En cas de liquidation d’une société, la Commission est toutefois d’avis que le délai de conservation des livres et des pièces justificatives peut être réduit à cinq ans. En effet, l’article 195 C.Soc. prévoit que les livres et documents sociaux doivent être conservés pendant cinq ans à partir de la publication de la clôture de la liquidation. La clôture de la liquidation implique la disparition de la personne morale et de son patrimoine1. La Loi comptable n’étant applicable qu’aux personnes morales existantes, le délai de conservation de sept ans n’est, à partir de ce moment, plus applicable.  

La Commission tient en outre à souligner que l’article 6, alinéa 4 ainsi que l’article 195 C.Soc. imposent uniquement une obligation minimale en matière du délai de conservation des pièces justificatives. Elle n'enlève rien à la possibilité, pour les entreprises, de développer une politique d'archivage appropriée.  

Il appartient donc à chaque entreprise de décider de conserver les pièces justificatives en question au‐delà du délai légal de conservation, compte tenu de leur importance particulière en cas de litige ou d'autres procédures. »

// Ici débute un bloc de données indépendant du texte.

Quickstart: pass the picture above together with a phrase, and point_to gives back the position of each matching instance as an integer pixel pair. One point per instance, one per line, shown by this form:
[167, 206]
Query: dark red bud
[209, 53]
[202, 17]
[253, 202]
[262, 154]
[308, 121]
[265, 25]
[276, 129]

Le texte du Code des sociétés et des associations (« CSA ») dit bien en son article 2:102, § 1er et § 2, 4° pour les sociétés et 2:136 pour les associations[1], qu’il faut publier « l'indication de l'endroit désigné par l'assemblée générale de la société / de l'ASBL ou de l'assemblée de l'organe désigné dans les statuts de l'AISBL, où les livres et documents sociaux sont déposés et seront conservés pendant cinq ans au moins ».

Que faut-il en penser ? Pas de délai de sept ans et réduction à cinq ans ? Même si, en cas de clôture de liquidation, le délai de prescription contre les administrateurs et liquidateurs (sociétés : art. 2:143 §1er, al.2 CSA / associations et fondations : art. 2:143 §2, al.2 CSA) est de cinq ans, on peut se dire que les archives de la personne morale pourraient servir en diverses matières (droit fiscal, droit social, subsides, code civil (droit de propriété), etc.), même en l’absence de recours possible contre les anciens gestionnaires. Comme le dit la CNC, cela n'enlève rien à la possibilité, pour les entreprises, de développer une politique d'archivage appropriée.  

Et puis n’oublions pas ce qui a déjà été dit dans les chroniques précédentes : tout jeter au terme du délai de conservation … ou penser à conserver le patrimoine, l’histoire de l’entreprise : pour ce qui ne concerne pas des archives à données confidentielles ou soumises à des limitations de consultation ou de conservation (pensons au RGPD), pourquoi ne pas penser au dépôt aux Archives du Royaume ou ailleurs ?

Pour la petite histoire, on notera qu’en matière d’archives des associations et fondations, l’ancienne loi du 27 juin 1921 stipulait simplement pour les ASBL (art. 25) et les fondations (art. 41) que « L'affectation de l'actif ne peut préjudicier aux droits des créanciers. L'action des créanciers est prescrite par cinq ans à partir de la publication de la décision relative à l'affectation de l'actif. ». En revanche, la loi était muette pour les AISBL. On ne parlait pas de délai spécial de conservation des archives ; il fallait se référer au droit comptable. 

On notera par ailleurs qu’il faudra donner « l'indication des mesures prises en vue de la consignation des sommes et valeurs revenant aux créanciers et dont la remise n'aurait pu leur être faite » : c’est l’occasion de rappeler que dans ce cas la Caisse des dépôts et consignations est l’endroit idéal pour ce genre de consignation ; ces sommes et valeurs ne peuvent être prises en bénéfice, ou, à défaut, au bout du délai de prescription, sont à distribuer en fonction de ce qui a été prévu lors de la clôture de la liquidation de la personne morale.

 


[1] Par contre pour les fondations, le CSA est muet : il stipule simplement que le tribunal prononce la clôture de la liquidation).